Python-ize your research

Martien Lubberink
May 25, 2017

I agree with David Veenman that Stata is great software. However, Stata progresses slowly. Every now and then there is an update, but it is kinda top-down. Bottom-up-wise you can use ado files. However, if you try to write an ado file yourself you are bound to get stuck: Stata's programming language is a real challenge. 

More of a pain is Stata's approach to data. It is arcane: one can only have one set of data in memory; running scripts reminds me of GWBasic, it is hardly programming. This then leads to code maintenance problems. 

I tried R as an alternative to Stata - yes, the code is versatile, but there are too many modules that do similar things: data-table, data-frame, matrices. This leads to messiness too. 

Both R and Stata may have been functional in the past, when dedicated programmers could contribute to the development of these packages, and when only Universities would pay for the software - thus restricting access.

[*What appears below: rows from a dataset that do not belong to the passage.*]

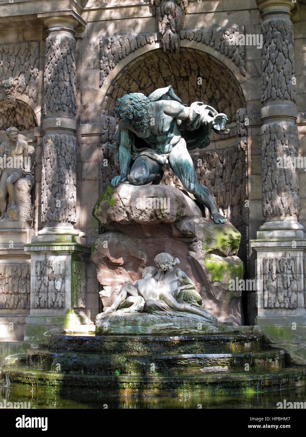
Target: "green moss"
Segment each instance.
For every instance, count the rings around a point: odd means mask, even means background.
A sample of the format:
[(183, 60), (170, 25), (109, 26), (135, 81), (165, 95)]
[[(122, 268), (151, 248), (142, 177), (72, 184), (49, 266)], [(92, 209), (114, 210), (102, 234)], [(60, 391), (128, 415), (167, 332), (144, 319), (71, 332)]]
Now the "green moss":
[(93, 208), (93, 215), (102, 225), (105, 223), (101, 221), (99, 217), (97, 215), (97, 213), (101, 212), (102, 204), (104, 202), (107, 202), (107, 212), (108, 212), (110, 208), (116, 204), (116, 198), (113, 197), (113, 195), (116, 190), (117, 187), (112, 187), (112, 185), (109, 185), (104, 193), (100, 196)]
[(215, 260), (205, 260), (204, 263), (210, 273), (211, 273), (211, 281), (223, 282), (226, 274), (225, 266), (218, 264)]
[[(218, 227), (219, 226), (219, 227)], [(236, 253), (240, 244), (241, 234), (234, 228), (220, 228), (217, 225), (214, 227), (217, 237), (216, 247), (220, 248), (224, 251), (230, 249)]]

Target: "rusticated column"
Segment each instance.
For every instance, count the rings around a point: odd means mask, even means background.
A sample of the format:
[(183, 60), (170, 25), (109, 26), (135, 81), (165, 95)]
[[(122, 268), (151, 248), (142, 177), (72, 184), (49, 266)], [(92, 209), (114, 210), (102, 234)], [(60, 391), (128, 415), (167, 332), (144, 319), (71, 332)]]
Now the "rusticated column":
[[(265, 222), (251, 242), (257, 252), (259, 331), (297, 360), (306, 325), (306, 239), (299, 201), (291, 0), (257, 0), (263, 20), (261, 177)], [(304, 356), (304, 358), (303, 358)], [(302, 363), (301, 361), (301, 363)]]
[[(39, 234), (75, 233), (76, 205), (76, 40), (78, 21), (46, 18), (41, 221)], [(76, 231), (78, 234), (78, 232)]]
[(265, 223), (261, 230), (302, 230), (303, 226), (297, 223), (299, 174), (294, 165), (298, 153), (294, 38), (290, 11), (295, 5), (291, 0), (258, 0), (257, 3), (264, 20), (261, 175)]
[[(68, 11), (40, 14), (48, 28), (42, 141), (43, 229), (25, 250), (31, 256), (30, 315), (24, 338), (43, 340), (88, 320), (86, 265), (89, 247), (76, 222), (76, 122), (74, 28), (82, 20)], [(51, 13), (52, 15), (52, 13)]]

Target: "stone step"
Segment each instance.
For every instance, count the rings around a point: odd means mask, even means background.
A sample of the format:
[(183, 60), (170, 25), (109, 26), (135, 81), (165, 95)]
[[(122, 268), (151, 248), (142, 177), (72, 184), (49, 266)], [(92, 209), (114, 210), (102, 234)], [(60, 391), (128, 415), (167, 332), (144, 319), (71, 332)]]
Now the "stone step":
[(179, 354), (134, 355), (51, 352), (38, 349), (27, 351), (30, 367), (62, 373), (72, 371), (100, 375), (145, 375), (181, 373), (182, 371), (224, 372), (240, 369), (245, 371), (281, 368), (284, 350), (234, 354)]
[(282, 369), (268, 372), (226, 372), (178, 376), (101, 375), (44, 371), (16, 364), (2, 369), (5, 385), (29, 387), (33, 392), (73, 390), (83, 395), (124, 394), (174, 395), (223, 394), (247, 391), (258, 392), (305, 386), (306, 368)]
[(48, 347), (54, 352), (98, 354), (225, 354), (260, 352), (262, 339), (260, 334), (232, 333), (195, 336), (54, 336)]

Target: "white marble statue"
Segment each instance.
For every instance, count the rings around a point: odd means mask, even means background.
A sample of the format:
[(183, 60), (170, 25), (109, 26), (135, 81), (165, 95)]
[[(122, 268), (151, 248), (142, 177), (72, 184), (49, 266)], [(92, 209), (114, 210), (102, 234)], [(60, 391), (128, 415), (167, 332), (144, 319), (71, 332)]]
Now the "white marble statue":
[(202, 306), (202, 298), (186, 273), (178, 267), (179, 260), (163, 253), (154, 259), (158, 268), (146, 267), (142, 279), (123, 284), (111, 306), (104, 314), (118, 308), (128, 312), (142, 311), (168, 314), (213, 322), (214, 317)]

Python? Today, however, great software is free, and thousands of people are happy to contribute to new features. Here is where Python has a clear advantage, it is bottom-up but without the chaos that characterises R. There is a large Python support community that helps you move on quickly, specifically via Stackoverflow.

And it must be said: there is a lot going for Python:

  • Pyhton is free.
  • Pyhton is has a great research packages, specifically SciPy, Pandas, Numpy, Statsmodels. So, you can do Fama-MacBeth and 2-way clustering in Python. 
  • Pandas for Python seems to be written for the financial industry, e.g. there is a stash-load of date functions. Financial functions are basically all the ones that Excel offers.  
  • The code is nicely structured, code maintenance is easy.
  • Pyhton is much more programming and little scripting, which allows you to produce clean code with your own functions that take care of routine tasks.
  • There is a Datastream package for Python.
  • Updating Python (via Anaconda) is seamless. 
  • Graphs in Python are mouth-watering.
  • Stackoverflow offers lots of support.
  • WRDS supports Python.
  • Teaching Python can be done using PythonAnywhere.

All in all, given the world we live in today, Python looks promising: it offers maximum freedom to analyse data the way you want.


Victor Van Pelt
May 31, 2017

Helpful post!

Each tool has its benefits and costs. While you listed a few good reasons to use Python, I believe both R and Stata have their advantages.

In the end, I believe it's best to figure out the extent to which a particular tool leverages what you are trying to do.